Vote This Week Could Exempt Manufactured-Homeowners
from Protections that Apply to Other Mortgage Borrowers
The U.S. Senate is poised to pass legislation that will harm some of the most vulnerable of Florida’s homebuyer population by exempting employees of manufactured housing retailers from having to comply with consumer protection laws for home loans.
The Economic Growth, Regulatory Relief and Consumer Protection Act (S. 2155), expected to come up for a vote in the U.S. Senate this week, contains a harmful provision – Section 107, “Protecting Access to Manufactured Homes” — that jeopardizes the financial security of manufactured homeowners, who are often low-income, elderly, and people with disabilities. More than 800,000 Florida families, more than in any other state, and approximately 18 million people nationwide, live in manufactured homes. These residents live in the most persistently poor communities in the country, where manufactured homes provide the main source of affordable housing.
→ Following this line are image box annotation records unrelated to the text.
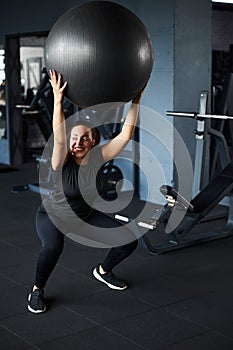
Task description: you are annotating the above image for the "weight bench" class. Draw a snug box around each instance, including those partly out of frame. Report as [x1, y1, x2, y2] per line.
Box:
[115, 163, 233, 254]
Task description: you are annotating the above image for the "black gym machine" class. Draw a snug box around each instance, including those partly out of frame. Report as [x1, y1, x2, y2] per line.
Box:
[115, 91, 233, 254]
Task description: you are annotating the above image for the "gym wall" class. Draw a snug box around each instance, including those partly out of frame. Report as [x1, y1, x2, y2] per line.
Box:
[0, 0, 211, 202]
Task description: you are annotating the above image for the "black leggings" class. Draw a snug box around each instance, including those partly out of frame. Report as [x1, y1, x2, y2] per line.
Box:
[35, 207, 138, 288]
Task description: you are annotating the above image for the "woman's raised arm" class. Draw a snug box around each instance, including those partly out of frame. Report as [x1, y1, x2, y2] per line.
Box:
[50, 70, 68, 170]
[102, 88, 145, 162]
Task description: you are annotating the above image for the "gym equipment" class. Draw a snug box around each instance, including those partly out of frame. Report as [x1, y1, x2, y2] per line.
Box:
[97, 161, 123, 200]
[114, 91, 233, 254]
[114, 159, 233, 255]
[45, 1, 154, 108]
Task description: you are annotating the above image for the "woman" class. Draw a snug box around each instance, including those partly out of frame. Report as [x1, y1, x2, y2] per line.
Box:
[28, 70, 146, 313]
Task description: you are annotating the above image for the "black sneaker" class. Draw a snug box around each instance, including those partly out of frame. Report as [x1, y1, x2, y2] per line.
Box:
[28, 289, 46, 314]
[93, 265, 127, 290]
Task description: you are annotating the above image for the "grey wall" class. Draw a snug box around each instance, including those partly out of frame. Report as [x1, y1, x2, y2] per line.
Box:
[0, 0, 211, 201]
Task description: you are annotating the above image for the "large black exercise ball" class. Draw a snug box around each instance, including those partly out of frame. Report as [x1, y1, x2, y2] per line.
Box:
[45, 1, 154, 108]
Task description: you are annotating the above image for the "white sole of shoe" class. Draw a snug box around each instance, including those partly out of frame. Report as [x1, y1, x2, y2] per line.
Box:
[93, 268, 127, 290]
[28, 294, 46, 314]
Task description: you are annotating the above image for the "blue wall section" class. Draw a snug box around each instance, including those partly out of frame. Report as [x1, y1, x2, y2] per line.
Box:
[0, 0, 211, 201]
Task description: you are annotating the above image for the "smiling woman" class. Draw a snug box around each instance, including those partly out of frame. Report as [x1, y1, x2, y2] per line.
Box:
[28, 70, 147, 313]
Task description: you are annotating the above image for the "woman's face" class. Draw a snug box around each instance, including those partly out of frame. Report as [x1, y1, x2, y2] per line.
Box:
[70, 125, 95, 164]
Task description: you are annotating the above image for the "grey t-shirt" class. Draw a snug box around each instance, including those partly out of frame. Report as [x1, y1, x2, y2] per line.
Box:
[43, 146, 104, 222]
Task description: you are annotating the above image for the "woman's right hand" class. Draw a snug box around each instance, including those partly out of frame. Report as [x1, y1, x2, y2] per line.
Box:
[49, 69, 67, 103]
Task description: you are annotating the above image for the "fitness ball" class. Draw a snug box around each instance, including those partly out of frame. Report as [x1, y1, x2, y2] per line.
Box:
[45, 1, 154, 108]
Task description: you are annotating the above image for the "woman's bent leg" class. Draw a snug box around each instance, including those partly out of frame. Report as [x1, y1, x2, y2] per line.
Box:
[35, 208, 64, 288]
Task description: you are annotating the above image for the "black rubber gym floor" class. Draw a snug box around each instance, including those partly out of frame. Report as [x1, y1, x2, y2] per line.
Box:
[0, 163, 233, 350]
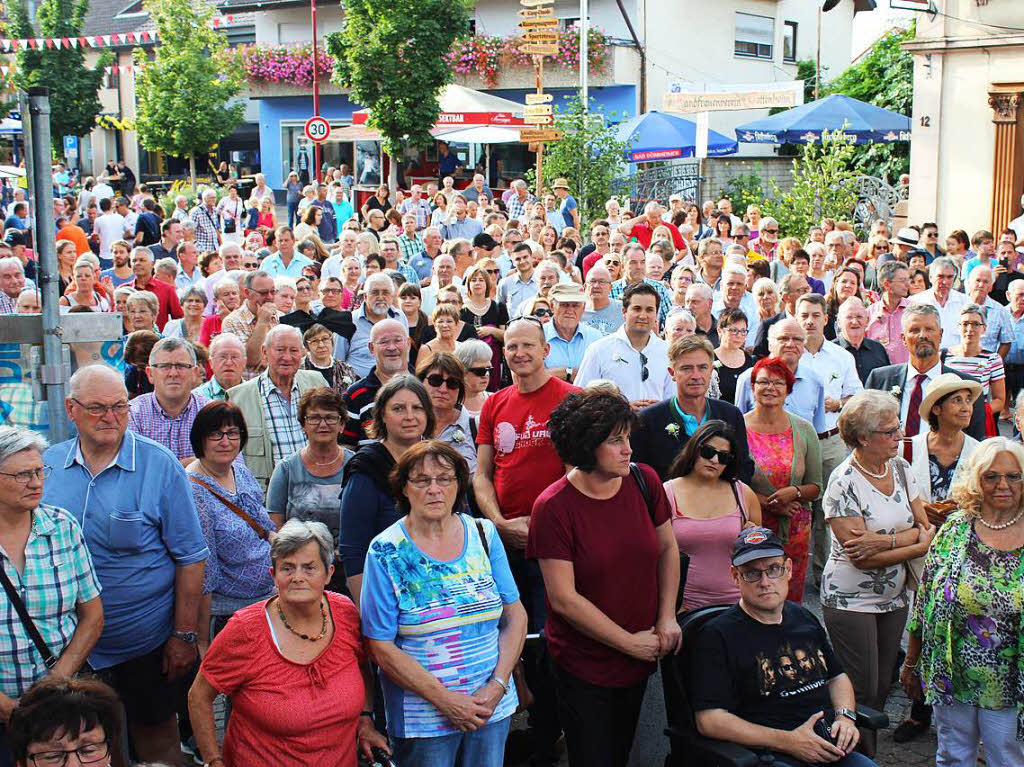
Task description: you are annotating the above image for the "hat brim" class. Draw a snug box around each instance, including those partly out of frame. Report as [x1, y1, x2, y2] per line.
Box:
[732, 547, 785, 567]
[918, 378, 981, 421]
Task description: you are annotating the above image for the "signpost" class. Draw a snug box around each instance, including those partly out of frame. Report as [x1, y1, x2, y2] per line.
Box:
[519, 0, 562, 198]
[305, 116, 331, 143]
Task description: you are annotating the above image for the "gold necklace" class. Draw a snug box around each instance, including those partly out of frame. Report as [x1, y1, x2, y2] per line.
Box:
[278, 597, 327, 642]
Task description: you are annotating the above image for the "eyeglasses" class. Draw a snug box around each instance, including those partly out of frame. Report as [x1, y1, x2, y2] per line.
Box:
[697, 444, 732, 466]
[981, 471, 1024, 487]
[409, 474, 456, 491]
[207, 429, 242, 442]
[0, 466, 53, 484]
[424, 373, 462, 391]
[71, 397, 128, 418]
[739, 564, 785, 584]
[29, 740, 110, 767]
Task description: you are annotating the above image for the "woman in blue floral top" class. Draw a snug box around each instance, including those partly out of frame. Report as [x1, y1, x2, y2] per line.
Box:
[900, 437, 1024, 767]
[360, 439, 526, 767]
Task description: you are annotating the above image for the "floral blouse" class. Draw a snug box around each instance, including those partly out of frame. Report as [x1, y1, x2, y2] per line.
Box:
[907, 511, 1024, 739]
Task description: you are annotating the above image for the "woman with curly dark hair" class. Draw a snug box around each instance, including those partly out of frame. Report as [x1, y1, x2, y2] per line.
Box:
[526, 389, 681, 767]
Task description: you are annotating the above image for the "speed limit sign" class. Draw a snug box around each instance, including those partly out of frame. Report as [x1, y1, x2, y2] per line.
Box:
[306, 117, 331, 143]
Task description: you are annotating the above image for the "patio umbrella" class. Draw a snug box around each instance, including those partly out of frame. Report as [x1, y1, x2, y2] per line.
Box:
[736, 93, 910, 143]
[618, 110, 736, 163]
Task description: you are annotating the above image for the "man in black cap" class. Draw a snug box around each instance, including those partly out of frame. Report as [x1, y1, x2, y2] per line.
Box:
[689, 527, 874, 767]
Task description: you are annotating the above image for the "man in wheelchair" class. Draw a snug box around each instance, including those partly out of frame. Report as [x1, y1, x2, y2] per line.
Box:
[688, 527, 874, 767]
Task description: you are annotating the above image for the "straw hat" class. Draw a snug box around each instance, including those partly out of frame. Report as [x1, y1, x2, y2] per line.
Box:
[918, 373, 981, 421]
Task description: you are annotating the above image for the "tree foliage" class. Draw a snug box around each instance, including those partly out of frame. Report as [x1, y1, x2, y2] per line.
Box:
[135, 0, 245, 186]
[6, 0, 111, 146]
[761, 131, 858, 239]
[327, 0, 470, 157]
[822, 25, 916, 183]
[526, 92, 629, 221]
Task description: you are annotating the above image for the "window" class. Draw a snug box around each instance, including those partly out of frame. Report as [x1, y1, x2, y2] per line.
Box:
[735, 11, 775, 58]
[782, 22, 797, 63]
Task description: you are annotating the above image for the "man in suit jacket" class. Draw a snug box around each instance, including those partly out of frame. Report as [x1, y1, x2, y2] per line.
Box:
[754, 271, 811, 358]
[864, 304, 985, 440]
[630, 335, 754, 482]
[227, 325, 327, 493]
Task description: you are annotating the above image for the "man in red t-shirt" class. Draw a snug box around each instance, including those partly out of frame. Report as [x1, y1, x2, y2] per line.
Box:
[473, 317, 580, 765]
[618, 200, 686, 250]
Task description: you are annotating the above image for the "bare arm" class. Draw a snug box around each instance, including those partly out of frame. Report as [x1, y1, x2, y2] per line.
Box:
[188, 671, 223, 765]
[50, 597, 103, 677]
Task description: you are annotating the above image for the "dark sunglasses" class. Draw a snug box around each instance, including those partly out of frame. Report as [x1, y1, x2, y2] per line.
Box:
[425, 373, 462, 391]
[697, 444, 732, 466]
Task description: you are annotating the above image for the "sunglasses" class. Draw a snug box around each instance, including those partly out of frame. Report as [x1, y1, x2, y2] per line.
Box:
[697, 444, 732, 466]
[425, 373, 462, 391]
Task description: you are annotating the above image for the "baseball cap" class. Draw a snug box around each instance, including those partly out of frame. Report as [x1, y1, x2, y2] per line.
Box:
[732, 527, 785, 567]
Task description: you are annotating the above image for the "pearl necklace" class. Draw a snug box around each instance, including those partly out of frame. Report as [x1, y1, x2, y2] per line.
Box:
[978, 508, 1024, 530]
[850, 456, 889, 479]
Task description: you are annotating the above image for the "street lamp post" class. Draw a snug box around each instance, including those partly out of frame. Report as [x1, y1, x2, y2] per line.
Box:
[309, 0, 324, 183]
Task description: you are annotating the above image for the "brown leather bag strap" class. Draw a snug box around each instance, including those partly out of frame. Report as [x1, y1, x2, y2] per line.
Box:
[188, 474, 270, 541]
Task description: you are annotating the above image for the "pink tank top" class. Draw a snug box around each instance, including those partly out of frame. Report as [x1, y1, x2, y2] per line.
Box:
[665, 482, 746, 610]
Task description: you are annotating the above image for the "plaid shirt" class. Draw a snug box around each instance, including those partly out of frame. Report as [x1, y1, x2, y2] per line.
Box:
[256, 371, 306, 466]
[398, 231, 423, 263]
[128, 391, 210, 461]
[508, 193, 537, 221]
[188, 205, 220, 253]
[0, 504, 99, 697]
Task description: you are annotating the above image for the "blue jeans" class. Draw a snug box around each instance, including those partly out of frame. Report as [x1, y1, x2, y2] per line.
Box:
[391, 717, 512, 767]
[772, 752, 878, 767]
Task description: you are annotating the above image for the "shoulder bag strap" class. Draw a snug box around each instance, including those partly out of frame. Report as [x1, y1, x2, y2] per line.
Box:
[188, 474, 270, 541]
[0, 566, 57, 669]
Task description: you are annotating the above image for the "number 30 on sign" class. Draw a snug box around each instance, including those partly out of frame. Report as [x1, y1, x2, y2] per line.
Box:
[306, 117, 331, 143]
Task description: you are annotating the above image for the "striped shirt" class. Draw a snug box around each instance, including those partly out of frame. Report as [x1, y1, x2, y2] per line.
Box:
[0, 504, 99, 698]
[256, 371, 306, 466]
[359, 514, 519, 737]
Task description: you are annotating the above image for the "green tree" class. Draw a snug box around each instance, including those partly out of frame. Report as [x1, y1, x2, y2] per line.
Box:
[761, 131, 858, 239]
[822, 25, 916, 182]
[327, 0, 472, 187]
[526, 92, 629, 221]
[135, 0, 245, 187]
[6, 0, 111, 154]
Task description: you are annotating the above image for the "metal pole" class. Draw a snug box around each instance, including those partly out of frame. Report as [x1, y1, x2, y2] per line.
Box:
[29, 87, 68, 442]
[309, 0, 324, 183]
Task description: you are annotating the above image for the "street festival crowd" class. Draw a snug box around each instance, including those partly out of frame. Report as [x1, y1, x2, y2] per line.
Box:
[0, 167, 1024, 767]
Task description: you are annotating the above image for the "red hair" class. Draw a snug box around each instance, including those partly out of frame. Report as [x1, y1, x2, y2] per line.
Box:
[751, 356, 797, 394]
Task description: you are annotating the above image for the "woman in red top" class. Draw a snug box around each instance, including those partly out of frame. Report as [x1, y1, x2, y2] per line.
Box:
[188, 519, 387, 767]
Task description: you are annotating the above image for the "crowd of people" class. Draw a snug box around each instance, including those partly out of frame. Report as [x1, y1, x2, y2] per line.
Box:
[0, 176, 1024, 767]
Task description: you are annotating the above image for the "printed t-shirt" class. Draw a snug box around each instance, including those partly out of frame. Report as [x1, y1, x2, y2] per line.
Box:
[476, 378, 580, 519]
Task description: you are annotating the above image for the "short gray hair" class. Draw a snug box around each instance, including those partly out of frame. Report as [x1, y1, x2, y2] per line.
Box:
[0, 426, 49, 466]
[835, 389, 901, 450]
[900, 303, 942, 330]
[150, 336, 196, 367]
[270, 518, 334, 570]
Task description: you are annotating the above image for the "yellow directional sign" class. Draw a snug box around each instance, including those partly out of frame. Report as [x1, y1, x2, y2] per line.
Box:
[519, 43, 558, 56]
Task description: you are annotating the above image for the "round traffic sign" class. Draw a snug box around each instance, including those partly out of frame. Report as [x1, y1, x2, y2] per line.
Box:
[306, 117, 331, 142]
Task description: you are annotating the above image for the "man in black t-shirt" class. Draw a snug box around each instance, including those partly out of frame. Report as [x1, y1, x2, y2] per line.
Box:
[688, 527, 874, 767]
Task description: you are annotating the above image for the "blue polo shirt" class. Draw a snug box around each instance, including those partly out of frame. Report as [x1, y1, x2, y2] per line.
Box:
[43, 431, 210, 669]
[544, 321, 604, 369]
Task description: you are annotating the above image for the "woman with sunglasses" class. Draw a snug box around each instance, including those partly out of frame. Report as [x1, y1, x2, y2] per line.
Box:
[665, 420, 761, 610]
[461, 258, 509, 391]
[743, 357, 821, 603]
[416, 352, 476, 476]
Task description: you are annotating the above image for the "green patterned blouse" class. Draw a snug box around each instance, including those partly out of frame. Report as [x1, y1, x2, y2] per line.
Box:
[907, 511, 1024, 739]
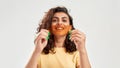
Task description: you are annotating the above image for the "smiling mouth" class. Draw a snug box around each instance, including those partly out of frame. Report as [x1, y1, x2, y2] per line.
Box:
[56, 27, 64, 30]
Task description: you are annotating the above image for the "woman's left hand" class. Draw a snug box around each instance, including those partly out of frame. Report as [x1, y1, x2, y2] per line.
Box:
[70, 30, 86, 51]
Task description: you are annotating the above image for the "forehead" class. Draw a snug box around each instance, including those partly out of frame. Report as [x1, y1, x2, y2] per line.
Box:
[53, 12, 68, 18]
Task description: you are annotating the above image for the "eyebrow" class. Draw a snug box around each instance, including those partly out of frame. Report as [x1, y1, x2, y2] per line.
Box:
[53, 17, 67, 19]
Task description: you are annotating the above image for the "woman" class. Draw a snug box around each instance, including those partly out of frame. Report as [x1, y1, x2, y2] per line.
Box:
[26, 7, 91, 68]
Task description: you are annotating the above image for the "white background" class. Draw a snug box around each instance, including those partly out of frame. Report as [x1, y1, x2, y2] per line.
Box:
[0, 0, 120, 68]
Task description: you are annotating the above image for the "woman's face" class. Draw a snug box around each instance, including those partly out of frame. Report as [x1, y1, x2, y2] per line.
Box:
[51, 12, 71, 36]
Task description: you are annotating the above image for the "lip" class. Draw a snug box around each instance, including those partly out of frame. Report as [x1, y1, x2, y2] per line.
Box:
[55, 26, 64, 30]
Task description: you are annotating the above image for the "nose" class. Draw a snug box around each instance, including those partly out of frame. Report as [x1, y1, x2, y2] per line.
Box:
[57, 20, 62, 25]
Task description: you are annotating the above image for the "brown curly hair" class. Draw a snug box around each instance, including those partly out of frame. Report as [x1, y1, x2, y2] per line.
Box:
[37, 6, 77, 54]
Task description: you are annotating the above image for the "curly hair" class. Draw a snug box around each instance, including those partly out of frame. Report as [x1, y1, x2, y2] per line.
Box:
[37, 6, 77, 54]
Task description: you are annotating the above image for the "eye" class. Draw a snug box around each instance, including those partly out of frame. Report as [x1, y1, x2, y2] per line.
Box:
[62, 19, 67, 22]
[52, 19, 57, 22]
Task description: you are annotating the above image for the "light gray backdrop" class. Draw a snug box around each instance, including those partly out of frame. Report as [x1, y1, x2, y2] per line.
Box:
[0, 0, 120, 68]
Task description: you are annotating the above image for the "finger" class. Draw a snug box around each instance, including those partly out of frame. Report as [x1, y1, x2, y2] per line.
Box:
[34, 31, 48, 43]
[71, 30, 84, 35]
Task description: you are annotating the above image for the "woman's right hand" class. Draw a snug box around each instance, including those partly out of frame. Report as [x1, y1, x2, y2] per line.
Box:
[34, 29, 49, 54]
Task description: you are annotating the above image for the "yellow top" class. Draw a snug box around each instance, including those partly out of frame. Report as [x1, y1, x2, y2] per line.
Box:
[38, 47, 80, 68]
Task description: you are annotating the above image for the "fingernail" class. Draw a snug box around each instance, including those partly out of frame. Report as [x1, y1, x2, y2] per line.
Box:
[46, 32, 50, 40]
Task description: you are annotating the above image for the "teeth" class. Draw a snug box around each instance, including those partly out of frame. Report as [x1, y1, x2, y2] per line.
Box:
[57, 28, 63, 30]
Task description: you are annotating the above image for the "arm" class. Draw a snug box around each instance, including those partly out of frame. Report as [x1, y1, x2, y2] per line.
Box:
[25, 51, 40, 68]
[70, 30, 91, 68]
[25, 29, 48, 68]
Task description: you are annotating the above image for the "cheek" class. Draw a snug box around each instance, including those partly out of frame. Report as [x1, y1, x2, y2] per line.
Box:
[51, 25, 70, 35]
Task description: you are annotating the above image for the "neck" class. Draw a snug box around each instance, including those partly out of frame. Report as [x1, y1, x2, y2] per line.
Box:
[54, 36, 66, 47]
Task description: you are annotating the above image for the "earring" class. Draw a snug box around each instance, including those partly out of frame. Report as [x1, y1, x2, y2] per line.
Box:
[46, 32, 50, 40]
[68, 30, 71, 40]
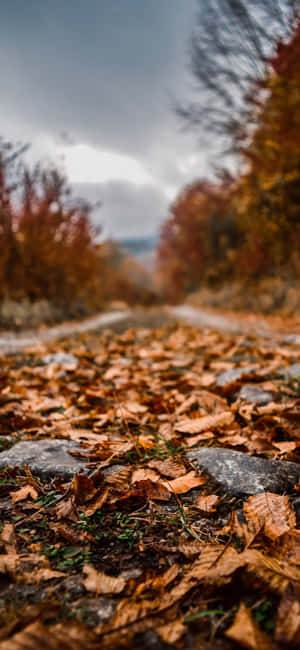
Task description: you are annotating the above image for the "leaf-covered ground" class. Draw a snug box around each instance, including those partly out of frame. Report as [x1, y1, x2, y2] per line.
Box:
[0, 312, 300, 650]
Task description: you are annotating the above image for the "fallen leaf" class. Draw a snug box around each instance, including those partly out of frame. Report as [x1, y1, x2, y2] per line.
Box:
[148, 458, 186, 478]
[82, 564, 126, 595]
[196, 494, 220, 512]
[275, 584, 300, 647]
[84, 488, 109, 517]
[156, 619, 186, 645]
[72, 473, 95, 505]
[244, 492, 296, 540]
[10, 485, 39, 504]
[163, 470, 207, 494]
[175, 411, 234, 434]
[225, 603, 275, 650]
[134, 479, 171, 501]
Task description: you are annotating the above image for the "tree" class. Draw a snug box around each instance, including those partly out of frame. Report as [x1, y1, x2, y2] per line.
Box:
[158, 176, 240, 302]
[178, 0, 300, 159]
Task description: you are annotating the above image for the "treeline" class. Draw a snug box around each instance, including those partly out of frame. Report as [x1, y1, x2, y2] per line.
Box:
[158, 24, 300, 301]
[0, 141, 151, 320]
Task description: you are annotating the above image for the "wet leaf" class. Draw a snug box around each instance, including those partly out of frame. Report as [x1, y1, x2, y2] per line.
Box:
[83, 564, 126, 595]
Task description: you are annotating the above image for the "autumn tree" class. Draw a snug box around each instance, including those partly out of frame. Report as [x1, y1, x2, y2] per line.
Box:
[179, 0, 300, 157]
[0, 142, 101, 305]
[158, 177, 240, 301]
[238, 25, 300, 274]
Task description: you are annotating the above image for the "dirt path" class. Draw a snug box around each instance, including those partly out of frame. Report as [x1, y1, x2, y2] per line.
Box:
[0, 305, 300, 355]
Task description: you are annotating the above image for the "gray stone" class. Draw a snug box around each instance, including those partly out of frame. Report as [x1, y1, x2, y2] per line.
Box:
[0, 439, 87, 480]
[238, 384, 274, 406]
[216, 366, 256, 386]
[286, 363, 300, 379]
[187, 447, 300, 496]
[283, 334, 300, 345]
[79, 598, 117, 627]
[42, 352, 78, 367]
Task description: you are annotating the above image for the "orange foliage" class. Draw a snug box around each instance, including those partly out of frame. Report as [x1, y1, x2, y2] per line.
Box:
[158, 178, 238, 301]
[158, 20, 300, 301]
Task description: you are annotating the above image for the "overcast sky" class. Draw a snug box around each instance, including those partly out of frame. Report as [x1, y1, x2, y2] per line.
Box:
[0, 0, 204, 237]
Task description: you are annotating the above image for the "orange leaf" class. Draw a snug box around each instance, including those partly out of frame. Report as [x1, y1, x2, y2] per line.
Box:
[10, 485, 39, 504]
[163, 470, 207, 494]
[244, 492, 296, 540]
[196, 494, 220, 512]
[175, 411, 234, 434]
[83, 564, 126, 594]
[225, 603, 275, 650]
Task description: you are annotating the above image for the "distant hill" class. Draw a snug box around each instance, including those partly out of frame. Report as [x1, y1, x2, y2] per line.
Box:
[119, 235, 158, 270]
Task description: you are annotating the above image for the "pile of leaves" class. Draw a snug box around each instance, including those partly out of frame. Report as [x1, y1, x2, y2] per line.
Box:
[0, 326, 300, 650]
[158, 20, 300, 302]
The bill is touted as help for small banks, but it promotes abuses by large corporations that own both manufactured housing dealers and lenders.
“In the name of promoting ‘economic growth,’ this bill would undo important steps taken by the Consumer Financial Protection Bureau to give manufactured homeowners the same basic loan safeguards as other homeowners,” said Alice Vickers, director of the Florida Alliance for Consumer Protection. “As a result, more Florida families will be pushed into dangerously expensive mortgages at double-digit interest rates.”
The manufactured housing market is dominated by a handful of national manufacturers and lenders and it is rife with conflicts of interest. It is common for lenders and sellers of manufactured homes to be owned by the same entity or closely affiliated with one another. This creates an incentive for sellers to promote affiliated high-cost loan products rather than marketing a competitor’s more affordable product.
For example, two of the biggest lenders, 21st Mortgage and Vanderbilt, are tied to Berkshire Hathaway, which owns Clayton Homes, the nation’s largest manufactured-home builder and retailer. Such hidden connections encourage sellers to steer buyers toward high-cost loan products from allied companies–and away from more affordable loans offered by competitors. Affiliations like these have led to reports of systematic predatory loan steering throughout the industry.
“This bill will help manufactured home sellers to steer people away from affordable loans and into expensive ones,” said Alys Cohen, staff attorney at the National Consumer Law Center’s Washington office.
The bill would perpetuate the conflicts of interest and steering of consumers to more expensive loans that plague this industry and allow lenders to pass additional costs on to homebuyers. Section 107 would also discourage new lenders from entering the market and undo important steps taken by the Consumer Financial Protection Bureau to give manufactured homeowners the same basic loan protections as other homeowners. This bill would allow sellers of manufactured homes to steer buyers to overpriced loans with onerous terms. While homeowners also would receive other referrals and written disclosures about corporate relationships, those measures can be sidelined by savvy marketing.
“If passed, this bill will do a terrible disservice to the low-and- moderate-income and elderly Americans and people with disabilities who make up a disproportionate share of the manufactured-home population. It would make homeownership more costly for those who can least afford it,” added Cohen.
“Senators Nelson and Rubio should reject this bill and continue to work to find better solutions to address affordability and competition in the manufactured housing market,” said Vickers.